A doença de Lyme é uma infecção bacteriana transmitida pela picada de carrapatos infectados, principalmente da espécie Ixodes ricinus, e causada pela bactéria Borrelia burgdorferi. A condição pode causar desde sintomas leves até complicações graves, mas tem cura quando tratada precocemente. A seguir, entenda tudo sobre a doença.
Como ocorre a infecção
A infecção acontece quando uma pessoa é picada por um carrapato contaminado com a bactéria Borrelia burgdorferi. Esses carrapatos geralmente adquirem a bactéria ao se alimentar do sangue de animais como veados, ratos ou melros. Para que ocorra a transmissão, o carrapato precisa permanecer preso à pele por pelo menos 24 horas.
Pessoas que trabalham ou frequentam áreas de floresta, como caminhantes, campistas, agricultores, soldados ou trabalhadores florestais, estão mais expostas ao risco de contrair a doença.
Sinais e sintomas iniciais
Os sintomas da doença de Lyme surgem geralmente entre 3 a 30 dias após a picada. Os mais comuns incluem mancha vermelha na pele, com 2 a 30 cm, que aumenta de tamanho com o tempo; cansaço; dor muscular e articular; dor de cabeça; febre e calafrios; rigidez na nuca.
A mancha vermelha, geralmente em formato circular, é um dos primeiros sinais da doença. Como os carrapatos são muito pequenos, muitas vezes a pessoa não percebe a picada e só procura atendimento quando os sintomas se manifestam.
Sintomas mais graves e complicações
Se não tratada corretamente ou em tempo adequado, a doença de Lyme pode evoluir e causar complicações mais sérias, como:
- Artrite, especialmente no joelho, com dor e inchaço;
- Problemas neurológicos, incluindo dormência nas extremidades, paralisia facial, falhas de memória e dificuldade de concentração;
- Meningite, caracterizada por dor de cabeça severa, rigidez da nuca e sensibilidade à luz;
- Problemas cardíacos, como palpitações, falta de ar e desmaios.

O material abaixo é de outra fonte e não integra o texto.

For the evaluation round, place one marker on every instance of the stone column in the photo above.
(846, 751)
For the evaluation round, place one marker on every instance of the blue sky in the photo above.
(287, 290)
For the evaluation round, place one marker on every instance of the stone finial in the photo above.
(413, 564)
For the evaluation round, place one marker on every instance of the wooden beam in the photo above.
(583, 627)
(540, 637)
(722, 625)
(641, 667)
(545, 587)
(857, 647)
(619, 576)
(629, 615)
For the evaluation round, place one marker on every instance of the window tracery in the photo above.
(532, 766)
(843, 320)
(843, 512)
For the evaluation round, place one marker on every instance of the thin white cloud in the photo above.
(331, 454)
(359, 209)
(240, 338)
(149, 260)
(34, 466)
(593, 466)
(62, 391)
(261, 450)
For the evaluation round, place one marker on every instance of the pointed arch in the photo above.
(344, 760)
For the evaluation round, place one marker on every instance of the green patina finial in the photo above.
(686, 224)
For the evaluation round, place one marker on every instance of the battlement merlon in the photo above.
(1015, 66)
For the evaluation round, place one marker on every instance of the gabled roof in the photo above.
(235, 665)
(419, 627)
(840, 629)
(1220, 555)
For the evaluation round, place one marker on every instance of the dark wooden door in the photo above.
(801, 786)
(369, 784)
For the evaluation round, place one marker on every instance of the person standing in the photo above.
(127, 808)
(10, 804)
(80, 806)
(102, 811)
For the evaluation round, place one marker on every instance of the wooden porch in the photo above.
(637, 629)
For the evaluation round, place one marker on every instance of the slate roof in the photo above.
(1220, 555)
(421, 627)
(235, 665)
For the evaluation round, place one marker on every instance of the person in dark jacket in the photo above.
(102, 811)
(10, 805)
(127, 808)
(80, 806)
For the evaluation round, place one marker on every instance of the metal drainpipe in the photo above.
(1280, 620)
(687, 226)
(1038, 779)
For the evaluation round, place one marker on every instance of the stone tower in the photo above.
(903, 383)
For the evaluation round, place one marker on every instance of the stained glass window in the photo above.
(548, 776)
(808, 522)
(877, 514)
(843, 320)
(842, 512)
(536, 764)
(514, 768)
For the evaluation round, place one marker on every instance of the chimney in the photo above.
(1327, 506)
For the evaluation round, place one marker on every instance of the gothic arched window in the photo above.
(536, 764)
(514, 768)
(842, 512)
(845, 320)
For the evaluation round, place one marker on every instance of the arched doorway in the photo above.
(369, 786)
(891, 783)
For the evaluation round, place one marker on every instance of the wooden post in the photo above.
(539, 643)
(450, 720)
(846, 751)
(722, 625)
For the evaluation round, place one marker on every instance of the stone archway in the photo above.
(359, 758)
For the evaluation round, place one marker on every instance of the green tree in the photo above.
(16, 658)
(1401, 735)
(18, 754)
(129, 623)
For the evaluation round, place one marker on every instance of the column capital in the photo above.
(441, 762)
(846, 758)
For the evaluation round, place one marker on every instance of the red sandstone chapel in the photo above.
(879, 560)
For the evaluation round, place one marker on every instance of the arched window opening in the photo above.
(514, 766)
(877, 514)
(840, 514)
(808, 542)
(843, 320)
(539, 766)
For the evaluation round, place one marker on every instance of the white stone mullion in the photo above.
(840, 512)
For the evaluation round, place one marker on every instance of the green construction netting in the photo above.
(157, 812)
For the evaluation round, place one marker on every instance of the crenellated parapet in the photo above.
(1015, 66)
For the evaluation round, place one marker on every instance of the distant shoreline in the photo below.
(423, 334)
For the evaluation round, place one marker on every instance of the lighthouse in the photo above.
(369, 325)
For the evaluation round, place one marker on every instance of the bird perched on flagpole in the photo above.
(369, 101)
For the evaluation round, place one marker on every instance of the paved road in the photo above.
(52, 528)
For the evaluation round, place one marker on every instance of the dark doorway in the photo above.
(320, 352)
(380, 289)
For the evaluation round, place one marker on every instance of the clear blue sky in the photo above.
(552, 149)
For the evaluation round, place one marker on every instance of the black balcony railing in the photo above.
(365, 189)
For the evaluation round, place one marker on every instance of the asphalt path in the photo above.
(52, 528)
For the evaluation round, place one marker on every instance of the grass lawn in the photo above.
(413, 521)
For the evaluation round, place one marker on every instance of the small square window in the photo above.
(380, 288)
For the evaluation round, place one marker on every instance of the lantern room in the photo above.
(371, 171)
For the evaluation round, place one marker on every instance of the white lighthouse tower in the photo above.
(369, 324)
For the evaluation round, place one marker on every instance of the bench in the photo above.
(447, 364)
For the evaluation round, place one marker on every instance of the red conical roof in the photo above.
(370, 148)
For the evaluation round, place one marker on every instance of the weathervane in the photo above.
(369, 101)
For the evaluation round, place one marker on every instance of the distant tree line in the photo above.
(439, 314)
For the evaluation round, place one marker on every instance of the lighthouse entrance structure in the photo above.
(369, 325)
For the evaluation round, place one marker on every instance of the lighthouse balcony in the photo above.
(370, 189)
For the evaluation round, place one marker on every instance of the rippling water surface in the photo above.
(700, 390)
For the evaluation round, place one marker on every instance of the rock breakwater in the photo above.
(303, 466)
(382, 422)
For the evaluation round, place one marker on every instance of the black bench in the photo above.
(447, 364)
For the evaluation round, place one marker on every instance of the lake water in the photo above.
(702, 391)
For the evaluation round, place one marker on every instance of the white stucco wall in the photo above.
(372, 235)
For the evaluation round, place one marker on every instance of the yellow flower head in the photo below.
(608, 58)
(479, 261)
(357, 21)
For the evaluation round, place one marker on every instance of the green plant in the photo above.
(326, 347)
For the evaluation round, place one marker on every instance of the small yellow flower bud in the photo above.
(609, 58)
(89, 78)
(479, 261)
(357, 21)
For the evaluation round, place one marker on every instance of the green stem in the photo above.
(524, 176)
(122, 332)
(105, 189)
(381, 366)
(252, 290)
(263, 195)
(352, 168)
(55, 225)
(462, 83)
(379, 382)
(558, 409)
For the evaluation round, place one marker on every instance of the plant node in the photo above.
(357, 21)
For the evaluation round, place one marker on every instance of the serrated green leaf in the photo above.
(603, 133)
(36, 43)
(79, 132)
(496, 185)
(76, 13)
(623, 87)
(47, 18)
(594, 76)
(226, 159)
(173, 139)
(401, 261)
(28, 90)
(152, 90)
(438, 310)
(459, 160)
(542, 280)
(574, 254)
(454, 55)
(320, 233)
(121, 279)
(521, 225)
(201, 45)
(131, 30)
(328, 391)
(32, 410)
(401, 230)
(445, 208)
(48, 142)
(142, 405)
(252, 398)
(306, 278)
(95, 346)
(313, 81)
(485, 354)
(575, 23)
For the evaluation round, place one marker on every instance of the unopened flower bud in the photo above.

Diante desses sintomas, é essencial buscar atendimento médico urgente para evitar riscos maiores à saúde.
Diagnóstico
O diagnóstico da doença de Lyme é clínico e laboratorial. Os exames mais comuns incluem exame sorológico, para identificar anticorpos contra a bactéria Borrelia burgdorferi no sangue, geralmente realizado 3 a 6 semanas após a picada; hemograma; biópsia cutânea, conhecida como Warthin Starry, que embora não seja específica, pode apoiar o diagnóstico.
É fundamental que a avaliação seja feita por um infectologista ou clínico geral experiente.
Tratamento e recuperação
O tratamento é baseado no uso de antibióticos e deve ser iniciado o quanto antes para garantir a cura e evitar complicações. O antibiótico mais comum é a Doxiciclina 100 mg, administrada duas vezes ao dia por 2 a 4 semanas. Em crianças e grávidas, usam-se Amoxicilina ou Azitromicina. Em casos graves, o tratamento pode ser feito com antibióticos intravenosos em ambiente hospitalar.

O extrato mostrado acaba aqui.